A ben vedere, la condotta sanzionata è caratterizzata da un particolare disvalore, in quanto l’omesso versamento delle ritenute da parte del datore di lavoro si sostanzia nella distrazione di somme delle quali lo stesso ha la disponibilità, benché facciano già parte della retribuzione del lavoratore e siano destinate all’erogazione di prestazioni essenziali e attinenti a beni irrinunciabili. Tale illecito, ribadisce con forza la Corte, “determina un rischio di pregiudizio del lavoro e dei lavoratori, la cui tutela è assicurata da un complesso di disposizioni costituzionali contenute nei principi fondamentali e nella parte I della Costituzione” (cfr. Corte Cost. n. 139/2014).
La sanzione, quindi, deve ritenersi giustificata, in quanto commisurata al rango del bene protetto dalla norma.

La Consulta non manca poi di rilevare che non si pone alcun dubbio di sproporzione nell’ipotesi prospettata dal giudice a quo, in cui l’omesso versamento sia dipeso da circostanze esterne sulle quali non sempre può incidere la condotta dell’autore: laddove sussistenti, tali circostanze non rileverebbero infatti ai fini della graduazione della sanzione ma, tutt’al più, chiarisce lapidariamente la Corte, varrebbero a escludere la responsabilità, posto che l’illecito può essere escluso nel caso in cui manchi l’elemento soggettivo.

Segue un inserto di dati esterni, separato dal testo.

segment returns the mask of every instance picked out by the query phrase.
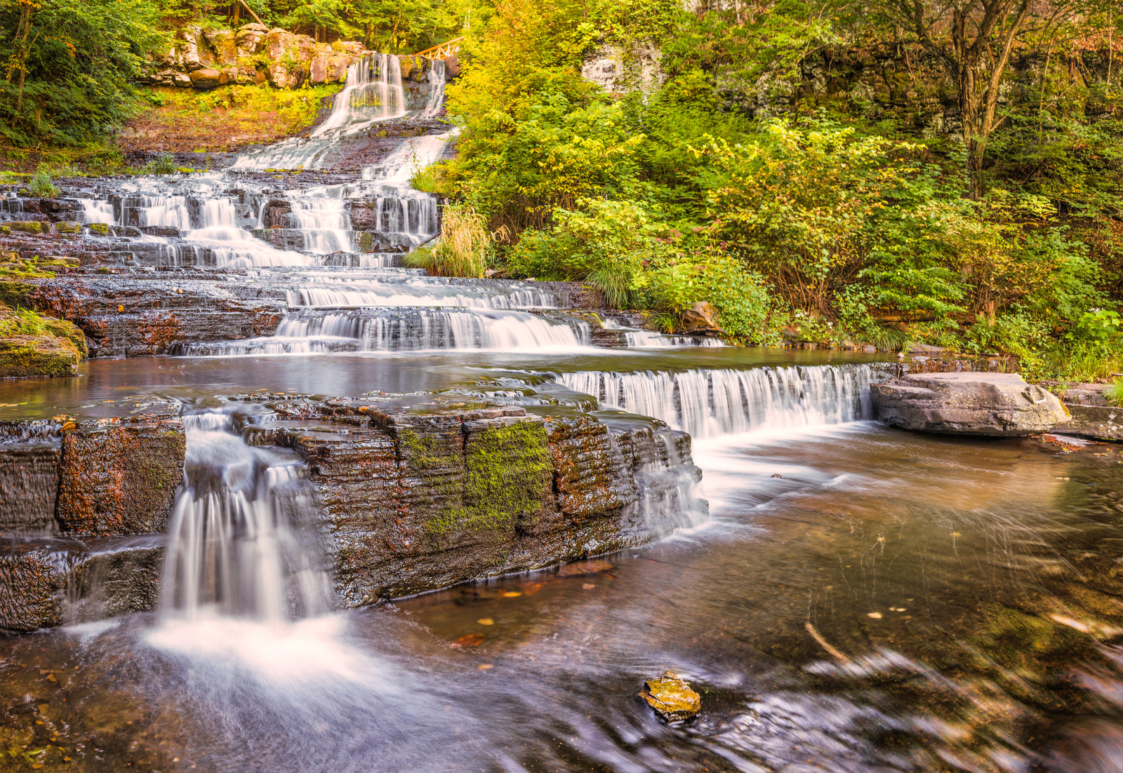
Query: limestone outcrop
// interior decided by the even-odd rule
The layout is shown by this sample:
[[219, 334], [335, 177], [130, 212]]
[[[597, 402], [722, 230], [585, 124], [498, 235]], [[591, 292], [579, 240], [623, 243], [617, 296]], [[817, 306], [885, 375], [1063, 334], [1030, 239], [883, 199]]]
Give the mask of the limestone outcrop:
[[893, 426], [960, 435], [1028, 435], [1069, 421], [1057, 397], [1017, 374], [910, 374], [870, 390]]
[[188, 28], [154, 57], [144, 80], [153, 85], [208, 91], [268, 82], [279, 89], [343, 83], [347, 67], [369, 50], [355, 40], [317, 43], [308, 35], [248, 24], [238, 29]]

Infine, la Corte scioglie anche il dubbio concernente la prospettata irragionevolezza rispetto alla comparazione della responsabilità in questione con quella conseguente a violazioni che superano la soglia di rilevanza penale. Infatti, conclude la Consulta, il raffronto operato dal rimettente sarebbe puramente aritmetico, non considerando, cioè, le diversità, strutturali e di contenuto, che sussistono fra responsabilità penale e amministrativa.